In je pipeline kun je nu je nieuwe Environment gebruiken. Dat doe je als volgt:

- stage: deploy
  jobs:
  - deployment: DeployWeb
    displayName: deploy Web App
    environment: 'Prod'
    strategy:
      runOnce:
        deploy:
          steps:
            - script: echo Hello world
            ... de rest van je deploy-stappen ...

Je ziet hier dat we aan de job een aantal property's toevoegen. Het is buiten de scope van dit artikel om op de property's in te gaan, maar hier vind je de docs erover. Het belangrijkste wat je moet weten is dat we op de environment genaamd 'Prod' een deployment registreren, dat doen we via de strategy/runOnce/deploy property's. Op deze manier worden de regels van die environment geladen en wordt ons gevraagd om approvals om de stappen uit te voeren. Ook kunnen we hierdoor deployments naar deze environment volgen in de environment zelf in de Azure DevOps-interface. Wil je er meer over lezen, check dan deze docs.

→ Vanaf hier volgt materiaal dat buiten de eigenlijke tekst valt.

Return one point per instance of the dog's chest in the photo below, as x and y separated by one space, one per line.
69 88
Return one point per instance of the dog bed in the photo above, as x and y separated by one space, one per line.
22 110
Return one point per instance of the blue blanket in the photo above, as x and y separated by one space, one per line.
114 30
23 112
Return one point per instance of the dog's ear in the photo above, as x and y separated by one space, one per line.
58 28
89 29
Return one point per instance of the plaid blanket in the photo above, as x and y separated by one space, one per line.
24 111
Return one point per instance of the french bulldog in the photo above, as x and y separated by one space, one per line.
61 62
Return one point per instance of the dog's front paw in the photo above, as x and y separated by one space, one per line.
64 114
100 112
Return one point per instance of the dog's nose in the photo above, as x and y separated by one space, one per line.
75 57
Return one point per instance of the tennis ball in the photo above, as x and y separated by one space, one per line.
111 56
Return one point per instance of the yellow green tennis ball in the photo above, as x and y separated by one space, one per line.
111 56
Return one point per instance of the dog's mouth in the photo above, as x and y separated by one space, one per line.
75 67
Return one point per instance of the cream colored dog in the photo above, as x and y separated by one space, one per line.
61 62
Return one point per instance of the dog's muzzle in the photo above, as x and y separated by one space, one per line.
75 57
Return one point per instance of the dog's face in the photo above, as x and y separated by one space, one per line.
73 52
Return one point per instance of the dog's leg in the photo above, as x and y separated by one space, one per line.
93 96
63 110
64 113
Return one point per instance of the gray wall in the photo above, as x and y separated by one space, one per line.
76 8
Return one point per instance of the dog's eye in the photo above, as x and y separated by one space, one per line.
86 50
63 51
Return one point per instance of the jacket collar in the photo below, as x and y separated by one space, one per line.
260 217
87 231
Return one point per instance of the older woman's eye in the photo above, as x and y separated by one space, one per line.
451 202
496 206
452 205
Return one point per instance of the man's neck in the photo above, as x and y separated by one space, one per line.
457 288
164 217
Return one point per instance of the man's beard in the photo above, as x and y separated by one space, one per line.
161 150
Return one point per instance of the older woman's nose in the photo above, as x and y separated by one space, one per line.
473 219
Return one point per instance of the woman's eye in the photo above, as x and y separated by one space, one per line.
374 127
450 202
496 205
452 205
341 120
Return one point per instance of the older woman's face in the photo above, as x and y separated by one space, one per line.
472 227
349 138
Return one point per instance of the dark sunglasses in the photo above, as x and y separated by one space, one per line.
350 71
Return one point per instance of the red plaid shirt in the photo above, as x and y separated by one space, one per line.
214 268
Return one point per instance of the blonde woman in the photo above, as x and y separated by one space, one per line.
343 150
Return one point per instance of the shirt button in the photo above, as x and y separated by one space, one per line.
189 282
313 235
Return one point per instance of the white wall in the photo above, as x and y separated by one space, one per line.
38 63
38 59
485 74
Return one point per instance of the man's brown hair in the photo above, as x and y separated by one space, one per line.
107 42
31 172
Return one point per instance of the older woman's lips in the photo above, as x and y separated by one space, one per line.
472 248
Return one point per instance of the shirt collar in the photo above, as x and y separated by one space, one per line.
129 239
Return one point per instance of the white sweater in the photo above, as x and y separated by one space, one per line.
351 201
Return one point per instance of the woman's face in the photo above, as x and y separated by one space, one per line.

Screenshot: Approvals and checks van een Environment
Aan onze Environment koppelen we onze approvers.

Conclusie

We hebben je laten zien hoe je je eerste Azure Pipeline kunt opbouwen uit verschillende taken en meer taken kunt toevoegen via de Marketplace. Ook hebben we je laten zien hoe je condities kunt toevoegen aan je stappen en hoe je artifacts kunt publiceren en consumeren. Als laatste voor een echte 'productiepipeline' heb je natuurlijk een 4-ogenprincipe nodig. Dat werkt wat minder fijn in Azure Pipelines, maar is zeker wel ondersteund.

Er is natuurlijk heel veel wat we niet behandeld hebben, zoals triggers, templates en meer, laat staan alle leuke dingen die je kunt doen met de Azure DevOps CLI, maar hopelijk is het genoeg voor je om een goede start ermee te maken.